LA PANDEMIA QUE NO EXISTE

Prosa Profana - 05.09.2021

Sergio Ramírez

El poder absoluto está colmado de obsesiones. La primera de ellas es que nadie puede ni debe perturbar la bienandanza nacional, ni siquiera las catástrofes naturales ni las enfermedades, que son declaradas por tanto inexistentes. Es por eso por lo que la pandemia que ha descalabrado al mundo dejando más de 200 millones de víctimas y cerca de 5 millones de muertos, en Nicaragua nunca ha existido, ni existirá jamás.

El virus del COVID 19 no es más que un invento del enemigo externo y de los conspiradores internos que buscan desestabilizar la obra redentora del buen gobierno. En Nicaragua hay más muertos por accidentes de tráfico que por causa de un virus que debe ser visto como un simple catarro. Si alguien muere asfixiado en la cama de un hospital no es a causa del virus, sino de enfermedades respiratorias comunes y corrientes.

La realidad hay que maquillarla a conveniencia del poder absoluto. Por eso las estadísticas sanitarias se vuelven un secreto de estado. Todo lo que lo afea el rostro del poder benefactor, debe desaparecer. En el país más feliz del mundo se vive bonito a la fuerza, sin enfermedades, sin urgencias diarias de sobrevivencia, porque todas las soluciones para que halla pleno bienestar y salud perfecta son dispensas por la mano generosa y cuasi divina que, llena de anillos, se posa sobre nuestras cabezas de manera maternal.

Todo lo demás son fabricaciones diabólicas, obra de mentes pequeñas y mezquinas. Las salas de emergencia colmadas de pacientes desesperados, los tanque de oxígeno ensarrados ya vacíos, los enfermos llevados a los hospitales acostados en camionetas de tina a falta de ambulancias, las camas saturadas y los enfermos acostados en el suelo de los pasillos, los médicos y las enfermeras muriendo contagiados, las filas interminables de quienes buscan vacunas que no existen, los desfiles de ataúdes, las fosas comunes abiertas en los cementerios. Inventos, fabricaciones. Calumnias.
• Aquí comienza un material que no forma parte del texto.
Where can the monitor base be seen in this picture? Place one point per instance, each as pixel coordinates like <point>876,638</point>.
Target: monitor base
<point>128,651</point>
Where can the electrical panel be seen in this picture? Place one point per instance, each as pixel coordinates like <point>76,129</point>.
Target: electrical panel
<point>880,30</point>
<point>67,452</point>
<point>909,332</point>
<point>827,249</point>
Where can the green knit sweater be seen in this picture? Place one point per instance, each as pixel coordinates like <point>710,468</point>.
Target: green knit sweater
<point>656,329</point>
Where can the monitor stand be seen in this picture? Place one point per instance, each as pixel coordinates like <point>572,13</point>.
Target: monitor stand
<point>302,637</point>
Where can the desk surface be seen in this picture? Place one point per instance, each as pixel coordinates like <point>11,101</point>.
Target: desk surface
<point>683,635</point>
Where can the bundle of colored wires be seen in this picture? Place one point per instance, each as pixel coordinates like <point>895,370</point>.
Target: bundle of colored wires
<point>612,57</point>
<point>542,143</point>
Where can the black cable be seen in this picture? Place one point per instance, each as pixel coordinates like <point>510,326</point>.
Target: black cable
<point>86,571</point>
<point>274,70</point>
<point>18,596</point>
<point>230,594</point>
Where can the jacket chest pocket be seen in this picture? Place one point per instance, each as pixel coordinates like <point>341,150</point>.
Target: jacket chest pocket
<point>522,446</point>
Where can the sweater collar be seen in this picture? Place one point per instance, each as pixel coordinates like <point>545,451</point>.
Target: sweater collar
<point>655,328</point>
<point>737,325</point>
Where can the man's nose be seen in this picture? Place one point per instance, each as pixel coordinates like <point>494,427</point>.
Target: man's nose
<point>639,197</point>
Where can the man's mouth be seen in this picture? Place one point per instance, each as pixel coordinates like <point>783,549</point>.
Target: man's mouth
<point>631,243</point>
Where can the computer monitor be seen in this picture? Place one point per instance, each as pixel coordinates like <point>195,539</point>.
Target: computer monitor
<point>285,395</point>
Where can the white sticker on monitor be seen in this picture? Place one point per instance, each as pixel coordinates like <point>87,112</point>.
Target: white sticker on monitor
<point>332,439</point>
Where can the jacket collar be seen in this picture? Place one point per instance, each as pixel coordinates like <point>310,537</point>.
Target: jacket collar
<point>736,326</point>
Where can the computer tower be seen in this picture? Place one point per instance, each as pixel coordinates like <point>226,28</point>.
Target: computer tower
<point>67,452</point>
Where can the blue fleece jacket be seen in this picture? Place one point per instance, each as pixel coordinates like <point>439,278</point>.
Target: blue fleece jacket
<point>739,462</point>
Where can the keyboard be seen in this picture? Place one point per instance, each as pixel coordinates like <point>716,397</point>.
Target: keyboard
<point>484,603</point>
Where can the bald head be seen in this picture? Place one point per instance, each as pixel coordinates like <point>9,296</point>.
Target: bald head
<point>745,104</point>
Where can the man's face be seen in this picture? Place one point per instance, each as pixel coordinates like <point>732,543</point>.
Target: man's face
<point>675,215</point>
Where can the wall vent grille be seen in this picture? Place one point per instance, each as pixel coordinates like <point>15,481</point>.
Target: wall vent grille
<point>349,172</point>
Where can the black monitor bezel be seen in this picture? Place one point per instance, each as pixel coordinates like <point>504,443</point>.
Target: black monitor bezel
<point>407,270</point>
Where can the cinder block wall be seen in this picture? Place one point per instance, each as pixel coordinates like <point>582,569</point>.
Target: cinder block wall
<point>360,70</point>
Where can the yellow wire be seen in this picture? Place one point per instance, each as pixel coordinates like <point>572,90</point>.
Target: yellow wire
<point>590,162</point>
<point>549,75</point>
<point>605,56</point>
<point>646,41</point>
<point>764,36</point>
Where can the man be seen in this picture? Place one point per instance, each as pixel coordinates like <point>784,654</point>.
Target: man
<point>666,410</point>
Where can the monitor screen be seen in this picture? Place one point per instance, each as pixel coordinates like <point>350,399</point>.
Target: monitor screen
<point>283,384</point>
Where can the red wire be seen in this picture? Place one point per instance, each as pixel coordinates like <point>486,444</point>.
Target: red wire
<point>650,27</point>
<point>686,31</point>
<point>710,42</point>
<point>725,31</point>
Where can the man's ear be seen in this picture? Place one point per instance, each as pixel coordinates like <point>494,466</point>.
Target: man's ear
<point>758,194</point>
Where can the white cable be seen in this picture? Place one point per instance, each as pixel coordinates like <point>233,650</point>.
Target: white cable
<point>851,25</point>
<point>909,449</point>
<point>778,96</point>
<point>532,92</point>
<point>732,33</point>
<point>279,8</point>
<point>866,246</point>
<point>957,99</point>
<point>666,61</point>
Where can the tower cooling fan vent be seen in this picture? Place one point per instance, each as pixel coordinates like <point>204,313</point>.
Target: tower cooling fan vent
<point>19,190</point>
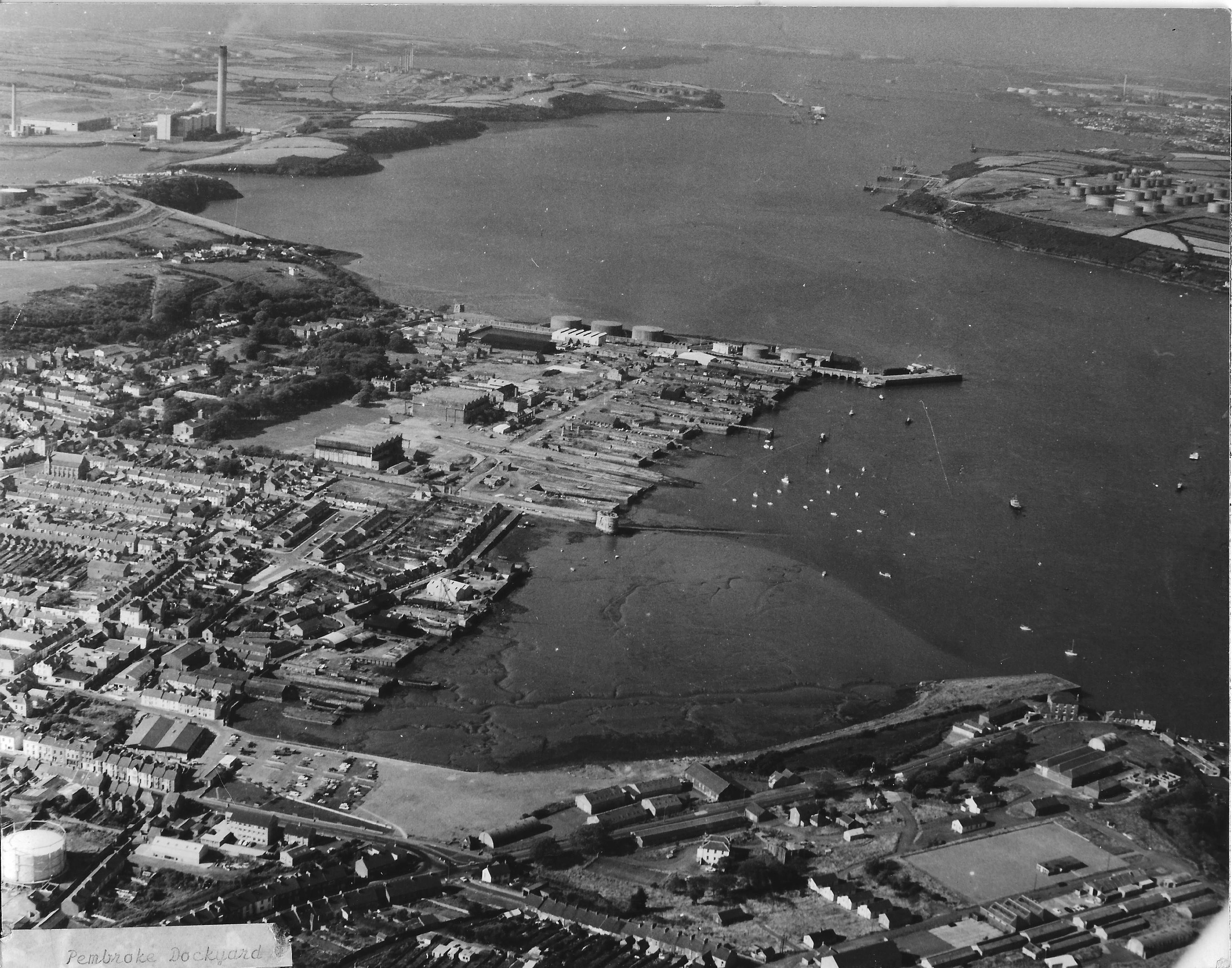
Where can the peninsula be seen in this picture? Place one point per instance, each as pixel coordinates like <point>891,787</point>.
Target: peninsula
<point>1165,217</point>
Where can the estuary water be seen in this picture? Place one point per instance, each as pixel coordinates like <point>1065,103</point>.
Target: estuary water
<point>1086,392</point>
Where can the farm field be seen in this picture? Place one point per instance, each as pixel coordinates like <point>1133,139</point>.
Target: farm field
<point>1005,864</point>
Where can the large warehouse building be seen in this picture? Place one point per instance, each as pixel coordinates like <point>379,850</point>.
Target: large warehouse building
<point>375,448</point>
<point>454,406</point>
<point>1078,768</point>
<point>40,126</point>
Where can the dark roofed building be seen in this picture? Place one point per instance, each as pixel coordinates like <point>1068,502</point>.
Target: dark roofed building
<point>1078,768</point>
<point>709,784</point>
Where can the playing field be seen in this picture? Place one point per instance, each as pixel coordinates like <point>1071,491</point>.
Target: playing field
<point>1005,864</point>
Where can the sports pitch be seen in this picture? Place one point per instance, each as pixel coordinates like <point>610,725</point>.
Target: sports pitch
<point>1005,864</point>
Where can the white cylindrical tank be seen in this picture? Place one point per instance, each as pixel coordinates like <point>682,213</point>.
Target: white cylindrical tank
<point>31,855</point>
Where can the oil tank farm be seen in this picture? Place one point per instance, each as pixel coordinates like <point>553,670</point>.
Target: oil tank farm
<point>31,854</point>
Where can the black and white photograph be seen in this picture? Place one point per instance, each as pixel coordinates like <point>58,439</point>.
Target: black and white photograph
<point>574,486</point>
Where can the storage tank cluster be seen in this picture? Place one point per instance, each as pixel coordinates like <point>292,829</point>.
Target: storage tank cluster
<point>31,855</point>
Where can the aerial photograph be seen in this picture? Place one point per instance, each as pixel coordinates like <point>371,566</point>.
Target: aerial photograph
<point>614,487</point>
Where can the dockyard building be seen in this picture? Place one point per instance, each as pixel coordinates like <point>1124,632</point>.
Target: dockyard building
<point>374,448</point>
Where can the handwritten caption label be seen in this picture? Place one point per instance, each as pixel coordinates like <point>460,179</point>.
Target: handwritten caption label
<point>194,946</point>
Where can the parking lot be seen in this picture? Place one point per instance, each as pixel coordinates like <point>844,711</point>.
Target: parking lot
<point>339,781</point>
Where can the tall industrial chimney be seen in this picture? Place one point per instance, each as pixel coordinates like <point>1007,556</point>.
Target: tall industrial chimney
<point>221,113</point>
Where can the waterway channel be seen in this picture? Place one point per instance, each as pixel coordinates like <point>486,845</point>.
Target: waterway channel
<point>1085,393</point>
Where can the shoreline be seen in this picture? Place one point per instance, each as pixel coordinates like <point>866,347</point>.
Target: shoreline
<point>948,225</point>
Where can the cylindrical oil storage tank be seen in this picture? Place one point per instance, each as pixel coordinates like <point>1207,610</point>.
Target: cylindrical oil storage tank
<point>33,854</point>
<point>512,833</point>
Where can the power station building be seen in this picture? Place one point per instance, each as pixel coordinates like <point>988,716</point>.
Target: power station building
<point>180,124</point>
<point>374,448</point>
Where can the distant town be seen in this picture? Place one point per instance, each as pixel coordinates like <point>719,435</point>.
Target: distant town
<point>242,494</point>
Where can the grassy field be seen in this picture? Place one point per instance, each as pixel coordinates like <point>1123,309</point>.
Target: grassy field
<point>298,436</point>
<point>1005,864</point>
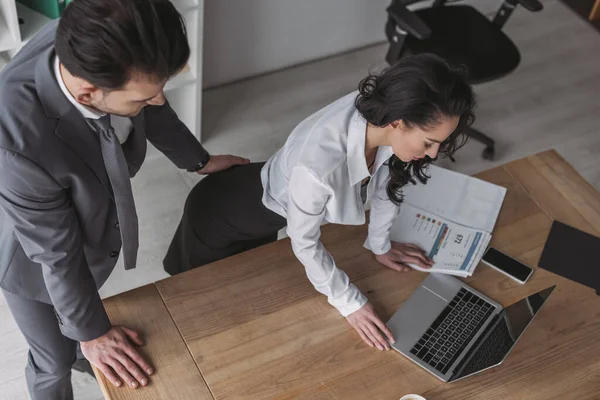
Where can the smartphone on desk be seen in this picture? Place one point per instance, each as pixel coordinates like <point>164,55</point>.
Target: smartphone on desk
<point>507,265</point>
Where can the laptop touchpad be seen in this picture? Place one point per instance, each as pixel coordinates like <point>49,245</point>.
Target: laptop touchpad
<point>414,317</point>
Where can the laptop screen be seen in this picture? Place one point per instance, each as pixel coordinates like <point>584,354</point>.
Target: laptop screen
<point>502,334</point>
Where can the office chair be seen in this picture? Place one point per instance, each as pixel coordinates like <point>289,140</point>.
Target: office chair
<point>462,36</point>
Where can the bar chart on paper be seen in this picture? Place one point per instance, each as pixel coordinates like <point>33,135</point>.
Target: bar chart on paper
<point>455,249</point>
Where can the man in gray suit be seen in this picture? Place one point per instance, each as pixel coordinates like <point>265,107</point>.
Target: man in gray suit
<point>77,105</point>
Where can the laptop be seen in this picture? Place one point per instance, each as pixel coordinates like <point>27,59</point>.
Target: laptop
<point>454,331</point>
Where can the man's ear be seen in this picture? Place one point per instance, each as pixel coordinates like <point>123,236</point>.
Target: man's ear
<point>86,93</point>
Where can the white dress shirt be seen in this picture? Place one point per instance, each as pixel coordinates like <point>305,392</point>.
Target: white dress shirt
<point>314,179</point>
<point>121,125</point>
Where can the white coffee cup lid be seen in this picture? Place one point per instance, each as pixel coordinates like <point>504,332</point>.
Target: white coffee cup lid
<point>413,397</point>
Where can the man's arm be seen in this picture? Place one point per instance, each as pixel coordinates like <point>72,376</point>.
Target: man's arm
<point>168,134</point>
<point>46,225</point>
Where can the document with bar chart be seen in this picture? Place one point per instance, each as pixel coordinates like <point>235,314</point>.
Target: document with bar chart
<point>455,247</point>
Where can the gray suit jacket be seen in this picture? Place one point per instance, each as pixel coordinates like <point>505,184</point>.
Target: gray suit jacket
<point>58,235</point>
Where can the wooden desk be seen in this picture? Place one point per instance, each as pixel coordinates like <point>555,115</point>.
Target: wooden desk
<point>177,376</point>
<point>258,330</point>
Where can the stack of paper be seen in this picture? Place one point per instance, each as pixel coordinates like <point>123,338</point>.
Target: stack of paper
<point>451,218</point>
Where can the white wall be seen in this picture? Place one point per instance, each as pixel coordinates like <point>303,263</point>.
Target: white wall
<point>248,37</point>
<point>243,38</point>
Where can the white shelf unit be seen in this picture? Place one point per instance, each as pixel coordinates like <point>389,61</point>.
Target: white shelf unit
<point>10,37</point>
<point>184,91</point>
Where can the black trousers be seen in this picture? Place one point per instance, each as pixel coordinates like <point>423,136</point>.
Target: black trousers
<point>223,216</point>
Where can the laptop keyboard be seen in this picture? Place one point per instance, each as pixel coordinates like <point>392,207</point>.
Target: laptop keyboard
<point>452,330</point>
<point>491,351</point>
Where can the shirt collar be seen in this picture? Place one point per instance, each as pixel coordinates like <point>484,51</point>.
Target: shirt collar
<point>87,112</point>
<point>357,162</point>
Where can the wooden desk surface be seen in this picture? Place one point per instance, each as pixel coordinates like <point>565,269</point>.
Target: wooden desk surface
<point>177,376</point>
<point>257,329</point>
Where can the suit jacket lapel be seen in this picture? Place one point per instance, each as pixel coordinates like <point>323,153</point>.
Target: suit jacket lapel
<point>135,146</point>
<point>72,127</point>
<point>77,134</point>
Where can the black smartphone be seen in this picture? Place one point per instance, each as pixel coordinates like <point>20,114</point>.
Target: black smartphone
<point>507,265</point>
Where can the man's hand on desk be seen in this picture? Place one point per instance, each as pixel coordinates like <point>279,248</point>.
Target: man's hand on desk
<point>221,163</point>
<point>113,354</point>
<point>402,254</point>
<point>370,327</point>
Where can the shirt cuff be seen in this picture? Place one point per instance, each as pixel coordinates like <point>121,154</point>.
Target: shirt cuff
<point>378,247</point>
<point>352,300</point>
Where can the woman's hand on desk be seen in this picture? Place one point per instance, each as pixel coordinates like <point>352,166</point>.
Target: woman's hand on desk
<point>402,254</point>
<point>370,327</point>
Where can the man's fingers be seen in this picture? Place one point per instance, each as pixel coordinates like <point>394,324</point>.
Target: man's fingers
<point>132,368</point>
<point>133,335</point>
<point>137,358</point>
<point>109,374</point>
<point>123,373</point>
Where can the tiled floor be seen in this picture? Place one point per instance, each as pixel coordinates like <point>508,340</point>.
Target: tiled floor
<point>550,101</point>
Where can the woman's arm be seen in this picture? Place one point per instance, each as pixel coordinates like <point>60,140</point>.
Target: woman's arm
<point>306,209</point>
<point>383,213</point>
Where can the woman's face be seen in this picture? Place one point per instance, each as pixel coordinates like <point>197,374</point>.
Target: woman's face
<point>413,143</point>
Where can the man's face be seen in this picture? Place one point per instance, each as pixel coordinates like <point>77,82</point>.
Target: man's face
<point>129,100</point>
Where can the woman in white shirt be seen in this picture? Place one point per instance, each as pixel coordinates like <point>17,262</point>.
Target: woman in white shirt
<point>361,148</point>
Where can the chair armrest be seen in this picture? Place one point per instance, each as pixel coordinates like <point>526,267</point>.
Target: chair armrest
<point>408,21</point>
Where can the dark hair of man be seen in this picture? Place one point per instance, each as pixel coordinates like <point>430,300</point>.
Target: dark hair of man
<point>107,42</point>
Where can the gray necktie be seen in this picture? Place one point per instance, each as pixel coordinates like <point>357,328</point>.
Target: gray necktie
<point>118,174</point>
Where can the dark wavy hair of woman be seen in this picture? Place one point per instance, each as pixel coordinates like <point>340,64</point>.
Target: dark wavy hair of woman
<point>421,90</point>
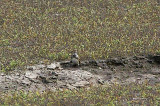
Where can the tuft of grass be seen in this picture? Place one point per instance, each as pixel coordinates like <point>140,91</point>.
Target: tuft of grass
<point>132,94</point>
<point>49,30</point>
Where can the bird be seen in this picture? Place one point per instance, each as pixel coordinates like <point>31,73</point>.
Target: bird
<point>75,59</point>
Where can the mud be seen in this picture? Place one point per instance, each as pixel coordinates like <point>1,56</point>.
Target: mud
<point>61,75</point>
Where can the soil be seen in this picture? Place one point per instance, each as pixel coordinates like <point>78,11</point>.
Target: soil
<point>61,75</point>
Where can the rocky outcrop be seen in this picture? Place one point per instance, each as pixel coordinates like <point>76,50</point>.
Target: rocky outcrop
<point>61,75</point>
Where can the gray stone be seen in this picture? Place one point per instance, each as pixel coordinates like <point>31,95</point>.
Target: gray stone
<point>52,66</point>
<point>81,84</point>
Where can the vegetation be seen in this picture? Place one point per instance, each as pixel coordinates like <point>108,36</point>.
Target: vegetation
<point>47,30</point>
<point>133,94</point>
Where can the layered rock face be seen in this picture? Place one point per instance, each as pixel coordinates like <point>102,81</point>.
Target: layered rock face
<point>61,75</point>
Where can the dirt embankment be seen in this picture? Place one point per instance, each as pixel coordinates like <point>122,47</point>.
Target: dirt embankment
<point>60,75</point>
Los médicos forzados al silencio, o al exilio, por proclamar la sediciosa mentira de que es necesario tomar medidas urgentes para evitar que la peste siga propagándose. Todos ellos no son sino agentes del mal, que buscan desprestigiar al poder benefactor. Denunciar las condiciones precarias del sistema de salud que nunca estuvo preparado para hacer frente a la pandemia, desde luego que la pandemia no existe, es delito de traición a la patria.

Lo que el poder benefactor hace entonces es promover la charanga y el alboroto, las corridas de toros, las fiestas patronales, aunque la iglesia las prohíba, los desfiles hípicos, las procesiones multitudinarias, las ferias populares, las concentraciones evangélicas, todo aquellos que saque a la gente de sus casas y la lleve a las calles a juntarse unos con otros y restregarse así alegremente el virus en bocas y narices. ¡Tráigase a toda la familia, que nadie se quede en su casa, la contaminación es gratis!

Mientras más gente se exponga al contagio, mejor. Así se demostrará que este es un país bendecido, que camina por la senda del progreso hacia un futuro luminoso, bajo la protección de poderes sobrenaturales. Qué es ese cuento de las mascarillas y la distancia social, nada más que propaganda desestabilizadora. Este es un país feliz, libre de enfermedades, con el mejor sistema de salud del mundo, a prueba de pandemias, epidemias y pestes.

Para qué gastar en comprar vacunas, si los fondos de emergencia del FMI mejor sirven para engrosar las reservas monetarias y no para proteger al país de una amenaza que sólo existe en las mentes calenturientas de los empecinados que viven dedicados a urdir patrañas en contra de la soberanía nacional, como agentes descarados del imperialismo que son.